Manhattan Transfer Miami’s Coconut Grove headquarters was left in the dark after the storm, so senior audio engineer Eric Williamson and audio engineer Juan Diegeuz went to the Ritz Carlton, where director Jim Sheridan was staying, to record some 40 lines of dialogue for use in the film.
According to Williamson, “Juan and I simply packed everything we needed, or thought we would need, into his SUV – headphones, spare headphones, mic stands, DATs, cables, pre-amps, everything. And because 50 Cent only had so much time, the clock was really ticking. So, we raced over to the Ritz Carlton and unloaded all the gear.”
The team set up in Sheridan's hotel room and had 50 Cent sit on a couch. Its high back and the room’s heavy drapery and plush bed helped deaden the room’s acoustics. Prior to 50 arriving, the air conditioning was set on high so that it could be turned off during the recording session, helping to keep noise to a minimum.
“Of course, we were not in the best controlled environment and we had no idea what ambient sound we would be exposed to, so I decided to dual-mic 50 Cent, because we wanted the intimate voiceover sound quality of the Neumann U87, but the rejection quality of the Sennheiser MKH 60 shotgun,” Williamson recalls. “Basically, the U87 had the sound we were looking for, but not the pickup pattern: any unwanted noises would be picked up as well.

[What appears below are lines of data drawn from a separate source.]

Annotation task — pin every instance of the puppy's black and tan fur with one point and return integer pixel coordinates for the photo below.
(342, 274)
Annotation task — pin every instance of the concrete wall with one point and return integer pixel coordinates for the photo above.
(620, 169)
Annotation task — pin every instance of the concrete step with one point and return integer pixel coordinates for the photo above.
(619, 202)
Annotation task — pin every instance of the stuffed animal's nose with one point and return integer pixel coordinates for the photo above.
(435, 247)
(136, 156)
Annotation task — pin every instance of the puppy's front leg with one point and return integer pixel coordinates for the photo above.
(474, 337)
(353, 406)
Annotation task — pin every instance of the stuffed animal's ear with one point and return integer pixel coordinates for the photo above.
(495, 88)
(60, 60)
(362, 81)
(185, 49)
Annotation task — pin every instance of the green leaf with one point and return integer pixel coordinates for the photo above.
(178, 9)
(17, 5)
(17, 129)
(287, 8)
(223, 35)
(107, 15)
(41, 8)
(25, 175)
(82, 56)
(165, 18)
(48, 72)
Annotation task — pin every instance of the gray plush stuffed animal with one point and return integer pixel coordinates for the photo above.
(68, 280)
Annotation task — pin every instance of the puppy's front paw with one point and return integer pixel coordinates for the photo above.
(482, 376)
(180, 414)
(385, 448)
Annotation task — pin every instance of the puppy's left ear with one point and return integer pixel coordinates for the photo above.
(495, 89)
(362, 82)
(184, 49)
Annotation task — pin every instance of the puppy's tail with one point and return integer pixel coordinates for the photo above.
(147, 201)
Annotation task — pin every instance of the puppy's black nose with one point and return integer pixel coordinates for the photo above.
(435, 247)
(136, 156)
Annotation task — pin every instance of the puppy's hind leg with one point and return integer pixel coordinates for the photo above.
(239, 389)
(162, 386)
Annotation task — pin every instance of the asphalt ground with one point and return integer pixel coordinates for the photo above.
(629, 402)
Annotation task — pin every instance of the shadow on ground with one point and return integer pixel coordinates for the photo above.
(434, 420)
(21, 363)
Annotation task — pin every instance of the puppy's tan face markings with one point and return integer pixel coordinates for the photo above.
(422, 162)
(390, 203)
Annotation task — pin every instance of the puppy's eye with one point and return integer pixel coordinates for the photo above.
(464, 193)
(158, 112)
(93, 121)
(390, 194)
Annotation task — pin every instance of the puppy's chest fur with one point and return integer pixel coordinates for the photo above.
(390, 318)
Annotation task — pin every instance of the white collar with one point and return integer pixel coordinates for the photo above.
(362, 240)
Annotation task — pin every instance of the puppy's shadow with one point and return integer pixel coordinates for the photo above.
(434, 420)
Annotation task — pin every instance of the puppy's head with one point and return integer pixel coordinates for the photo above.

The MKH 60's timbre wasn't ideal, but its hyper-cardoid pickup pattern rejects pretty much any sound except what it's pointed at. So, I decided to run both mics simultaneously.”
The team also used a Tube-Tech MP-1 A pre-amplifier to further accentuate the voiceover quality they were striving for. Two DAT machines were used for recording - one as the master and the other to run a simultaneous backup copy.
“All in all,” says Williamson, “I think we got pretty lucky.”